E’ pacifico in giurisprudenza che la dichiarazione di inidoneità fisica in esito alle procedure di cui all’art. 5 dello Statuto non ha carattere di definitività, potendo il giudice della controversia pervenire a diverse conclusioni sulla base della consulenza tecnica d’ufficio disposta nel giudizio di merito. Da ciò consegue che il datore di lavoro, nel momento in cui opta per l’immediato licenziamento del dipendente anzichè chiedere, secondo le normali regole contrattuali, la risoluzione giudiziaria del rapporto di lavoro per sopravvenuta impossibilità della prestazione, agisce evidentemente a suo rischio, perchè non può ignorare che l’esito della procedura di cui al citato art. 5 non é incontrovertibile. D’altra parte questa Corte ha già riconosciuto, sia pure in fattispecie diverse, la generica sussistenza del principio del "rischio d’impresa" (sentenze n. 30 del 1996 e n. 7 del 1993), che viene oggettivamente a gravare su chi intraprende una simile attività; e la stessa Corte di cassazione (sentenza n. 9464 del 1998), in un caso simile a quello attuale, ha recentemente sottolineato che il risarcimento nella misura minima delle cinque mensilità costituisce un’indennità "quasi a titolo di penale avente la sua radice nel rischio d’impresa". E’ indubbio, del resto, che gli effetti economici della situazione di incertezza – necessariamente conseguente alla possibilità che l’inabilità accertata con la procedura di cui all’art. 5 dello Statuto venga successivamente ritenuta dal giudice insussistente – devono gravare o sul datore di lavoro o sul lavoratore; la scelta del legislatore, chiaramente rivolta a tutela del soggetto più debole, si presenta immune dalle lamentate censure.

4.— Può solo aggiungersi che la responsabilità risarcitoria del datore di lavoro per l’illegittimo licenziamento intimato in regime di tutela c.d. reale non si discosta dalla disciplina ordinaria perchè implica comunque, per il danno eccedente la suddetta misura minima, la sussistenza della colpa dello stesso, in mancanza della quale non c’é danno ulteriore risarcibile. Per altro verso, quanto alla presunzione assoluta di danno minimo pari a cinque mensilità di retribuzione, il legislatore ha operato un non irragionevole bilanciamento complessivo per il fatto di aver simmetricamente riconosciuto al datore di lavoro l’esercizio della facoltà di recesso, idonea ad incidere unilateralmente ed immediatamente nella sfera degli interessi del lavoratore.
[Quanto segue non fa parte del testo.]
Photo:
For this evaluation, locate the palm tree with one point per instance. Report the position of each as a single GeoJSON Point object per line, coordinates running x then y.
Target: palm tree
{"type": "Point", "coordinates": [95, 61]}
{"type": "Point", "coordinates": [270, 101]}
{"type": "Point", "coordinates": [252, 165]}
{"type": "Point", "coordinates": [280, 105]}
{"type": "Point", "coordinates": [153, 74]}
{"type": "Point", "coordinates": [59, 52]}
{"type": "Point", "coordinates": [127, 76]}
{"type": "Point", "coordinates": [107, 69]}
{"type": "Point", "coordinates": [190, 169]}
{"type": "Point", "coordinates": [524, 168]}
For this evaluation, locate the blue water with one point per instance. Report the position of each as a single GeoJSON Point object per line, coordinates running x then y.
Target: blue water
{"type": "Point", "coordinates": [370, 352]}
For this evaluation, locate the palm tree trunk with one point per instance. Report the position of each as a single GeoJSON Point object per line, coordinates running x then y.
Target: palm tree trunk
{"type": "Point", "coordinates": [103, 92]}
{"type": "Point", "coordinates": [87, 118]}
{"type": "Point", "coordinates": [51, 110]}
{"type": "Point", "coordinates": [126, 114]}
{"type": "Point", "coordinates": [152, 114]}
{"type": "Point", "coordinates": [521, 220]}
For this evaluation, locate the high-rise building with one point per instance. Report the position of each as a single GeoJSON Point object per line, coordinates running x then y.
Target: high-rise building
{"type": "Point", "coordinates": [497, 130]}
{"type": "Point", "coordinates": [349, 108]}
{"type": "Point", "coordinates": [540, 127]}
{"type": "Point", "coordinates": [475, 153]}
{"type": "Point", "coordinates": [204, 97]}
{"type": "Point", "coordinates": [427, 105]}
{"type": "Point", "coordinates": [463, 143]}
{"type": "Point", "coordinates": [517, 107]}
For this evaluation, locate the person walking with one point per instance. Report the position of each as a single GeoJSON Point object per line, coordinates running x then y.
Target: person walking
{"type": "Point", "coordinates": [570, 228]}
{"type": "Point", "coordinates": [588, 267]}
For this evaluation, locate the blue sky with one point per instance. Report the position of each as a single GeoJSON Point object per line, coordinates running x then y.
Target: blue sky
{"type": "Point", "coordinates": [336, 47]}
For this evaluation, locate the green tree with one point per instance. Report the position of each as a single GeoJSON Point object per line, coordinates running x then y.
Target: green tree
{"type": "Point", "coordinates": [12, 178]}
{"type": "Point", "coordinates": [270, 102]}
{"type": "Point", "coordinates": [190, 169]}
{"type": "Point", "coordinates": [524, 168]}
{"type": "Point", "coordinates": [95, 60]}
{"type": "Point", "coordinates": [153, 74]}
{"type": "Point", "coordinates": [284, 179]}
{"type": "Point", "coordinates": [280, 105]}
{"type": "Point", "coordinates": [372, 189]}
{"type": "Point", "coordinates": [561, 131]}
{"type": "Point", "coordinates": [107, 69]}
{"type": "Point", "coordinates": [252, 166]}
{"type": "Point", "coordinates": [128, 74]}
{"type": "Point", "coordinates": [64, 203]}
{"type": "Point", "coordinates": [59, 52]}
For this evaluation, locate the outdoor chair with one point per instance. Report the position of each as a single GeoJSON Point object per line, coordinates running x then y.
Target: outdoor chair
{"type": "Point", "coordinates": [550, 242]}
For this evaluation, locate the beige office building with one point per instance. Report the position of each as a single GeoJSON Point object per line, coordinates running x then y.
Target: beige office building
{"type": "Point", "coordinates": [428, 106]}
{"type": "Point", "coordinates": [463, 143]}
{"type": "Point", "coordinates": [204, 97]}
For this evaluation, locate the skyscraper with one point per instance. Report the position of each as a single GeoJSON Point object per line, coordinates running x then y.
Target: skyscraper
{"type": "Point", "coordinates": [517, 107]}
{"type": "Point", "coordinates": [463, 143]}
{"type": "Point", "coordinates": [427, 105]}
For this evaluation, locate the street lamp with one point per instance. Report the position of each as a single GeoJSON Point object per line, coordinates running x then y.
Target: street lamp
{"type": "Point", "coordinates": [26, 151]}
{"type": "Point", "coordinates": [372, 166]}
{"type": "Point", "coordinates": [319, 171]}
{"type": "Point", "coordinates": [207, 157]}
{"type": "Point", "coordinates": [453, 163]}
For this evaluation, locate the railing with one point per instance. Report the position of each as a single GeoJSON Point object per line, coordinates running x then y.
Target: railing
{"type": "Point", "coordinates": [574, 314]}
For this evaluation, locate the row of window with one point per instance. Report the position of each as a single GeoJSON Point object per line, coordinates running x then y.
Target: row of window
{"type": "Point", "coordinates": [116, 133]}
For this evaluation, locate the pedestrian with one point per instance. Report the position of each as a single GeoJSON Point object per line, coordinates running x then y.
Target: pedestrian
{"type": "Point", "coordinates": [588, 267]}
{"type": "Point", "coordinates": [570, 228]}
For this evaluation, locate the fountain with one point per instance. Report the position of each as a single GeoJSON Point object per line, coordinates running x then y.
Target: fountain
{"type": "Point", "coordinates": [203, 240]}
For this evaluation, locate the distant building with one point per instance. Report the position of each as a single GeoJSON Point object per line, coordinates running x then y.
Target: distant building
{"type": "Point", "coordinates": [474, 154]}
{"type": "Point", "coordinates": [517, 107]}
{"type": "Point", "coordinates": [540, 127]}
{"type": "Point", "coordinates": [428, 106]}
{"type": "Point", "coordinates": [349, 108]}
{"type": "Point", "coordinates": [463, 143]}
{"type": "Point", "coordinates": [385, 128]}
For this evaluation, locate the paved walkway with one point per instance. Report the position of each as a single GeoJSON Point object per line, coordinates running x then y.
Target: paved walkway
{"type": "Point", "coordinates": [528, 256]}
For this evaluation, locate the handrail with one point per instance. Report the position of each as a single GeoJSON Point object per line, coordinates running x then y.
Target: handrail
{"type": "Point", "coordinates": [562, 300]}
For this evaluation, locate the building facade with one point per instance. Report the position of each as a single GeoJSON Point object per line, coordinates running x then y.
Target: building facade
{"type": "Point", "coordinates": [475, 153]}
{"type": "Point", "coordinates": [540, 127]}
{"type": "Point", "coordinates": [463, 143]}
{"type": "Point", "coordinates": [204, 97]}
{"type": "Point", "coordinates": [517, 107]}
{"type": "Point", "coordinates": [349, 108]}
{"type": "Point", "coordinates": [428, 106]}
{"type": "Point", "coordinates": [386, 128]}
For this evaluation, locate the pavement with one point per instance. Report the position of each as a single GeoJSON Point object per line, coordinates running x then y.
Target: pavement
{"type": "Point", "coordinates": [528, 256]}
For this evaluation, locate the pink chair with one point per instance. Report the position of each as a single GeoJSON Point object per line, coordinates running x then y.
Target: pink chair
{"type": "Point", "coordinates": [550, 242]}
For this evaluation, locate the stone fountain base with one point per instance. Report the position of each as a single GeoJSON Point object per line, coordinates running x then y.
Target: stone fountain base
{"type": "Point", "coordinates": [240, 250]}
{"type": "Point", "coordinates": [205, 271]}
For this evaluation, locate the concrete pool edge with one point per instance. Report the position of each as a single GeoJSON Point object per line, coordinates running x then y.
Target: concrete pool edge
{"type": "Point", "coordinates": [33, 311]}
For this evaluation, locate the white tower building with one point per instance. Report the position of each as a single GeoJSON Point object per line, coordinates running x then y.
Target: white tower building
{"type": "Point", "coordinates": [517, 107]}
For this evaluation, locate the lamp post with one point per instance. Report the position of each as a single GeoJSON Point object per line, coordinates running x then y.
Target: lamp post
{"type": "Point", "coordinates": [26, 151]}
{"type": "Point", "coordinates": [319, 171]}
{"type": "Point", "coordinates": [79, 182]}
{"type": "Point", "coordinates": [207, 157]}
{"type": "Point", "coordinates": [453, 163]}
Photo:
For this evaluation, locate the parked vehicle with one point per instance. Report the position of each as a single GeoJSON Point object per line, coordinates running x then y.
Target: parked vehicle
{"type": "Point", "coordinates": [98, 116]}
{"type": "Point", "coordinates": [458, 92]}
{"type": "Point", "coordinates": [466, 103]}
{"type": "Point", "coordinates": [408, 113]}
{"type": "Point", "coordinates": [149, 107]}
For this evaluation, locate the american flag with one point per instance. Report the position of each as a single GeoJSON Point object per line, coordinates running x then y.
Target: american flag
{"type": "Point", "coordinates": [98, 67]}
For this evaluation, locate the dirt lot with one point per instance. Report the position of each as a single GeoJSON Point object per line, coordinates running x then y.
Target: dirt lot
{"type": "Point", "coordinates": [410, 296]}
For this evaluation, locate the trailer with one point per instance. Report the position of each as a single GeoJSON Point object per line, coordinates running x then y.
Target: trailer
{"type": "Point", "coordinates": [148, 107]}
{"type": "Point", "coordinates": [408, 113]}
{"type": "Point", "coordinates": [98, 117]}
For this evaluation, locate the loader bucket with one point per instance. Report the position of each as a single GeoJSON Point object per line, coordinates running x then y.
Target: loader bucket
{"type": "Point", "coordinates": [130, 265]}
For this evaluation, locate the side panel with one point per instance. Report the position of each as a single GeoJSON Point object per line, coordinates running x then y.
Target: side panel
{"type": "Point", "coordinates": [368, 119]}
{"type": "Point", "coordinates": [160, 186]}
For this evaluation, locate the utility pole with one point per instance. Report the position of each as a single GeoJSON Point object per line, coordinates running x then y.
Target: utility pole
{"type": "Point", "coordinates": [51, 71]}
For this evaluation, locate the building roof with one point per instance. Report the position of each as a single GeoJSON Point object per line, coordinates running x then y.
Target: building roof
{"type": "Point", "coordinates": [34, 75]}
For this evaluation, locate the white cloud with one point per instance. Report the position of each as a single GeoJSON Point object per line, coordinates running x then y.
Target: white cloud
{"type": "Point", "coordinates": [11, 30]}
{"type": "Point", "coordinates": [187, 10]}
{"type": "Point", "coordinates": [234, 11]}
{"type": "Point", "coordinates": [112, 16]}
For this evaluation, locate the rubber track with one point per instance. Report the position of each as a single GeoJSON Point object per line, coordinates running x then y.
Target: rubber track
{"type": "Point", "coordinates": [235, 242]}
La previsione (di carattere eccezionale) di una presunzione iuris et de iure di danno in caso di esercizio oggettivamente illegittimo di tale facoltà non fa che riequilibrare siffatto potere privato, a fronte del quale il lavoratore versa in una situazione di soggezione.

5.— Per le esposte considerazioni, dunque, la denunziata norma – che con l’accertata illegittimità del licenziamento presume che il lavoratore abbia subìto un danno predeterminato in una misura base aumentabile quando si dia prova di un ulteriore pregiudizio – non viola il principio costituzionale di ragionevolezza; e, quanto al parametro di cui all’art. 24 della Costituzione (erroneamente indicato nell’art. 27), nessuna lesione sussiste, perchè "la garanzia costituzionale della difesa opera entro i limiti del diritto sostanziale" (sentenza n. 178 del 1975).

PER QUESTI MOTIVI

LA CORTE COSTITUZIONALE

dichiara non fondata la questione di legittimità costituzionale dell’art. 18 della legge 20 maggio 1970, n. 300 (Norme sulla tutela della libertà e dignità dei lavoratori, della libertà sindacale e dell’attività sindacale nei luoghi di lavoro e norme sul collocamento), sollevata, in riferimento agli artt. 3 e 27 (recte: 24) della Costituzione, dal Pretore di Modica, Sezione distaccata di Scicli, con l’ordinanza di cui in epigrafe.

Così deciso in Roma, nella sede della Corte costituzionale, Palazzo della Consulta, il 14 dicembre 1998.

Presidente: Renato GRANATA

Redattore: Fernando SANTOSUOSSO

Depositata in cancelleria il 23 dicembre 1998.